What we have is a lexical rule for determining what scope names inside 
functions belong to. Roughly something like this:

- every undotted name inside a function belongs to exactly one scope;

- if there is a global or nonlocal declaration, that takes precedence;

- otherwise, any binding operation to that variable anywhere in the
  function, even in unreachable code, forces the variable to belong to 
  the local scope;

- otherwise, if there is an enclosing function, and there is a local 
  with that name in the enclosing function, then the name in the nested
  function belongs to the enclosing scope;

- otherwise it's a global/builtin.

As a consequence of having scopes determined lexically, the compiler is 
free to optimize for fast local lookups, and use different byte codes 
for each lookup. In CPython 3.8:

    LOAD_NAME    # globals, builtins and class scope
    LOAD_GLOBAL  # globals and builtins
    LOAD_DEREF   # closures and nonlocals
    LOAD_FAST    # locals
    LOAD_CONST   # literals and certain other constants

Other implementations might not use the same lookup mechanisms, so long 
as the keep the same semantics.


> It seems that there is no way to modify locals once the function is
> compiled (this is probably due to the fact that locals are optimized as
> a static array?). For example:
> 
>     >>> x = 1
>     >>> def foo():
>     ...     exec('x = 2')
>     ...     print(x)
>     ...
>     >>> foo()
>     1

Not without byte-code hacking.

As you point out, in Python 2 it prints 2, not 1, because the 
interpreter took extraordinary efforts to make it work that way.
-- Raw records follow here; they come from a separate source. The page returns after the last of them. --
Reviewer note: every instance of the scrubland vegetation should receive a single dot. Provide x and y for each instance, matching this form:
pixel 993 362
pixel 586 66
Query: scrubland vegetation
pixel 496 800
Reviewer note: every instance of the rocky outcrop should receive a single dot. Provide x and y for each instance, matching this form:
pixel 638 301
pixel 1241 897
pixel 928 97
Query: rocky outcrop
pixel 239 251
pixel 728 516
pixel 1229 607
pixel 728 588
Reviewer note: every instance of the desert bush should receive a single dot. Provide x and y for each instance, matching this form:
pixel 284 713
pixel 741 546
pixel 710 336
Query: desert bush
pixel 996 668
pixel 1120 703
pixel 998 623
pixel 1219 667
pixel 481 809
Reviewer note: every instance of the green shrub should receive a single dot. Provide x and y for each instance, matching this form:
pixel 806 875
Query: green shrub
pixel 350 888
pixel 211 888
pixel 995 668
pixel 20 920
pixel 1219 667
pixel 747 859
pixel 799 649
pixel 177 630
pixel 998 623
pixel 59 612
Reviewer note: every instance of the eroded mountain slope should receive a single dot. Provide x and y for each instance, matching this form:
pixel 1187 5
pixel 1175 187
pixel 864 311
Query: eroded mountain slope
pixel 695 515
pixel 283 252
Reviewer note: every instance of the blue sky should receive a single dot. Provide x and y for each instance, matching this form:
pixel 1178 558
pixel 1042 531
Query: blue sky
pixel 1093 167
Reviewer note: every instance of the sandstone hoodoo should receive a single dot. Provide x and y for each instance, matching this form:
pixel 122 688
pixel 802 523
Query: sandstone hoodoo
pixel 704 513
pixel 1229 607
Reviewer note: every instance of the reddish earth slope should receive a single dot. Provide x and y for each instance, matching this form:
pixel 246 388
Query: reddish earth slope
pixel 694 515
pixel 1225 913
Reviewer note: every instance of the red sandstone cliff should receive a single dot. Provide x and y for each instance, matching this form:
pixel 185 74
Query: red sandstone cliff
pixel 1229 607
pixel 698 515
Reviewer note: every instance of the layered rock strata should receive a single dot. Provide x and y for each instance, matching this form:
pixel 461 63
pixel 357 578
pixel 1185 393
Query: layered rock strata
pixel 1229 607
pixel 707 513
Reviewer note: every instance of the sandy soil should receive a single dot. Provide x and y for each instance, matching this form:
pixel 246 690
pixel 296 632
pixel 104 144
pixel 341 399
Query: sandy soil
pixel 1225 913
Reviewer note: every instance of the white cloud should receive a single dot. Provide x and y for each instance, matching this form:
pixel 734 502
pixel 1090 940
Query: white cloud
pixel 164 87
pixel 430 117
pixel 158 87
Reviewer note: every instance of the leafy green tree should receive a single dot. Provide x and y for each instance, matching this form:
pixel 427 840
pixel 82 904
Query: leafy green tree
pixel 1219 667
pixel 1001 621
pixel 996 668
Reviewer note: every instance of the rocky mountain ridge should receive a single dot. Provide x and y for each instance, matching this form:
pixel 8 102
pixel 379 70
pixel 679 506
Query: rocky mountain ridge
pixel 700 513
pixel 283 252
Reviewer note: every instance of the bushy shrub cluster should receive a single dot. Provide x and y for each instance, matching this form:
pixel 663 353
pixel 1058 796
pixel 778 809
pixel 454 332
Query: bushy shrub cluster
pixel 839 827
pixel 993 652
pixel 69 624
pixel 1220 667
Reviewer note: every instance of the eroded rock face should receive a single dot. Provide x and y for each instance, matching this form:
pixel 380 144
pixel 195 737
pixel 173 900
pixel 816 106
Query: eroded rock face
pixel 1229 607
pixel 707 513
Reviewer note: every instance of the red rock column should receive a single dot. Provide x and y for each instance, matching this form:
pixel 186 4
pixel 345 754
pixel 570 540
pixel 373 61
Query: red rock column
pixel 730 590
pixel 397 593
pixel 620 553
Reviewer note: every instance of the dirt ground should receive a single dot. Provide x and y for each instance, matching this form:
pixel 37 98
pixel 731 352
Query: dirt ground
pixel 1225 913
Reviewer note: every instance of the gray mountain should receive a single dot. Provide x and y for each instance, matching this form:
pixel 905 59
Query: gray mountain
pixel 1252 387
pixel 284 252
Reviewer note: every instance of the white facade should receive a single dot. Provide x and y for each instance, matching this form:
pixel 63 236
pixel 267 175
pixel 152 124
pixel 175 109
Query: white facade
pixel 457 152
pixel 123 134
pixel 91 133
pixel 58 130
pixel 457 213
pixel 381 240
I don't 
remember all the details but it was confusing and hardly anyone used it 
except by accident (which made it even more confusing) and so it was 
taken out in Python 3.

The reason it doesn't work in Python 3 isn't because of the static array 
optimization. exec() could modify the static array (in CPython, it 
doesn't, but it could). Jython has no such static array, but if and when 
Jython 3 is available, it too should print 1 rather than 2.

The reason for Python's behaviour is that according to the lexical rule, 
the lack of any assignment to x means that x is treated as a 
global/builtin, not a local. Even if the exec() succeeded in creating a 
local variable x with value 2, we have no way to tell the compiler to 
look up x in the local scope. (Except by doing it manually.)

So hypothetically, this could work in a legal Python 3 interpreter:

    x = "in the global scope"
    def spam():
        exec('x = "in the local scope"')
        print(x)
        print(locals()['x']

    # prints
    in the global scope
    in the local scope

Although it doesn't work in CPython 3, it might work in some future 
Jython 3 or other interpreters where modifications to locals() are 
reflected in changes to local variables.